Jones has also appeared as himself in the 2011 documentary film A Good Man.

=== Podcasts and audio drama ===
Jones has composed original scores for projects such as Star Wars: Tempest Breaker (Penguin/Random House) and Marvel Wastelanders (Marvel), which stars Susan Sarandon, Timothy Busfield, and Stephen Lang. He is the in-house composer and sound designer for The Imagine Neighborhood, a podcast produced by the Committee For Children, and for Play On Podcasts, a series from Next Chapter Podcasts. Jones has also worked on audio dramas including A Streetcar Named Desire (starring Audra McDonald) for Audible, Wormwood (featuring Kevin Kline), and Hamlet for KPBS/The Old Globe.

=== Teaching ===
Jones has taught and/or lectured at Yale University, Northwestern University, The Theatre School at DePaul University, The National High School Institute and Chicago Academy for the Arts.

== Awards ==
Jones' work has brought nominations for Tony Award, Drama Desk Awards, and Helen Hayes Awards, as well as wins and nominations in regional theatre and film.

=== Wins ===
- Signal Award (2024) – Best Original Score/Music, As You Like It (Next Chapter Podcasts)
- Ambie Award (2024)– Best Original Score/Music, Othello (Next Chapter Podcasts)
- Signal Award (2023) – Best Original Score/Music, Othello (Next Chapter Podcasts)
- Joseph Jefferson Award (2014) – Best Sound Design, Grounded (American Blues Theater)
- 2010 Ovation Awards – Best Sound Design, Through the Night (Geffen Playhouse)

=== Nominations ===
Jones has received seven Joseph Jefferson Awards and twenty-three nominations,
- Tony Award (2020) Best Score, Slave Play (Golden Theatre)
- Tony Award (2020) – Best Sound Design of a Play, Slave Play (Golden Theatre)
- Helen Hayes Award (2018) – Sound Design, Twelfth Night (Shakespeare Theatre, Washington, D.C.)
- Barrymore Award (2016) – Best Sound Design, Hans Brinker and the Silver Skates (Arden Theatre, Philadelphia)
- Drama Desk Award (2011) – Drama Desk Award for Outstanding Sound Design in a Musical, The Burnt Part Boys (Playwrights Horizons)
- ASCAP Plus Awards
- Two Ovation Awards and three nominations,
- Los Angeles Drama Critics Circle Award,
- San Diego Theatre Critics Circle Award and two nominations,
- 2010 Garland Award
- Ticket Holder Award and a Chicago Stage Talk Award.
- Received three nominations for Drama Desk Awards and two nominations for Helen Hayes Award
- Nominations for Henry Hewes Design Awards, Barrymore Awards, LA Weekly Theatre Awards, Austin Critics Table Awards, Connecticut Critics Circle Awards, AUDELCO Awards and NAACP Theatre Awards. Lindsay was the first composer/sound designer to win the Michael Maggio Emerging Designer Award.

== Other activities ==

Lindsay was the singer/bassist/songwriter for the Chicago-based rock band The Nubile Thangs!, from 1990 - 2001. The band released 3 albums, toured extensively throughout the US and Canada, and appeared on an episode of the television show America's Most Wanted. The band also appeared on several episodes of The Jenny Jones Show.

Lindsay appeared as Joe B Mauldin in the national Broadway tour of Buddy!
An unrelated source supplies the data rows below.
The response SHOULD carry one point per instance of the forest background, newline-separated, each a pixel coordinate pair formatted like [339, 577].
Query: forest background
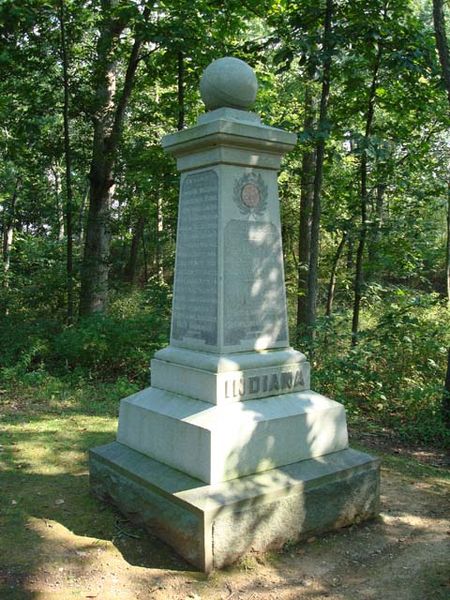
[88, 199]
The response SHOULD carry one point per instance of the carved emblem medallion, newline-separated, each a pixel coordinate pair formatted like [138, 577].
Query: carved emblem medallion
[250, 194]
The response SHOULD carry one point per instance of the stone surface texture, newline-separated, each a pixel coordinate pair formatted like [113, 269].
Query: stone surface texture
[230, 450]
[228, 82]
[212, 526]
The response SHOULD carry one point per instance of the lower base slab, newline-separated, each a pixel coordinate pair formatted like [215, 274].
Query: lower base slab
[214, 525]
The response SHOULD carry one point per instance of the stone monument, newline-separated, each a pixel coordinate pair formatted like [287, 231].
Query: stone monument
[229, 450]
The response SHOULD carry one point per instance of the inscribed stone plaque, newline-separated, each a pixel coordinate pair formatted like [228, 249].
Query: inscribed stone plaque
[254, 296]
[194, 316]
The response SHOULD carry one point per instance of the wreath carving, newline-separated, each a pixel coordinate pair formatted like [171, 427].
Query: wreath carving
[250, 194]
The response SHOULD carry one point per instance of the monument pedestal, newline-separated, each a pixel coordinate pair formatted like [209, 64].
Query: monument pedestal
[212, 526]
[230, 450]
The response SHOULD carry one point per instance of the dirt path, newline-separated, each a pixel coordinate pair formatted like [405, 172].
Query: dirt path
[405, 554]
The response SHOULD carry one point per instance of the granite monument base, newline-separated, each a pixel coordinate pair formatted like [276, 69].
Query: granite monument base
[212, 526]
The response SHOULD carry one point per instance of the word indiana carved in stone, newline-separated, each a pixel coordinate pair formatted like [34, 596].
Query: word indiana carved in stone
[273, 382]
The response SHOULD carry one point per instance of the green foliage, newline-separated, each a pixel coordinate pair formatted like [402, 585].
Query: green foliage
[394, 376]
[101, 347]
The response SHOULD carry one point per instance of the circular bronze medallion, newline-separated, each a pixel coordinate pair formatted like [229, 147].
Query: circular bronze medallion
[250, 195]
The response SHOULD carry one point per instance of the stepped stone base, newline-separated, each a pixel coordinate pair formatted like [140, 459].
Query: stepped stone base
[211, 526]
[216, 443]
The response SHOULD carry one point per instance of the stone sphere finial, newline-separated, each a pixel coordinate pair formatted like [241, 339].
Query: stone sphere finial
[229, 82]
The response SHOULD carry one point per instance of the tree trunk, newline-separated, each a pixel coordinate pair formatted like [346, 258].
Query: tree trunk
[58, 208]
[447, 257]
[441, 42]
[8, 234]
[159, 248]
[377, 224]
[68, 160]
[131, 271]
[359, 274]
[332, 283]
[317, 188]
[108, 123]
[306, 199]
[180, 81]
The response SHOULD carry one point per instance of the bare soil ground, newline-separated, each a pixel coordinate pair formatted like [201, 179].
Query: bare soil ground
[57, 542]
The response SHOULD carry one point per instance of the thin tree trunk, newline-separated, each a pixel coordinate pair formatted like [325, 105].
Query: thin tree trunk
[108, 123]
[447, 257]
[81, 216]
[181, 111]
[446, 395]
[59, 209]
[377, 224]
[441, 42]
[306, 200]
[8, 234]
[332, 282]
[320, 154]
[68, 160]
[145, 256]
[131, 271]
[359, 274]
[159, 249]
[444, 58]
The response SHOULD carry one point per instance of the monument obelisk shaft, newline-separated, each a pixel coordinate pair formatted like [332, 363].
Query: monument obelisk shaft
[230, 450]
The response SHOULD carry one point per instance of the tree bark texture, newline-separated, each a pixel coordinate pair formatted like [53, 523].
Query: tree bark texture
[311, 309]
[68, 161]
[446, 396]
[108, 122]
[131, 270]
[306, 200]
[447, 257]
[332, 282]
[359, 272]
[441, 42]
[180, 82]
[8, 233]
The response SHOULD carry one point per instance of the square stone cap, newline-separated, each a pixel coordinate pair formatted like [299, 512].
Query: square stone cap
[238, 361]
[228, 130]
The Buddy Holly Story in 1992-93.

Along with composer/sound designer John Gromada, Lindsay was the creator of The Collaborator Party, which is a yearly event for the entire theatre-sound community that was sparked by the elimination of The Tony Awards for sound design.

He is a founding member and co-chair of the executive board of the Theatrical Sound Designers and Composers Association (TSDCA) and co-founded The Collaborator Party with John Gromada.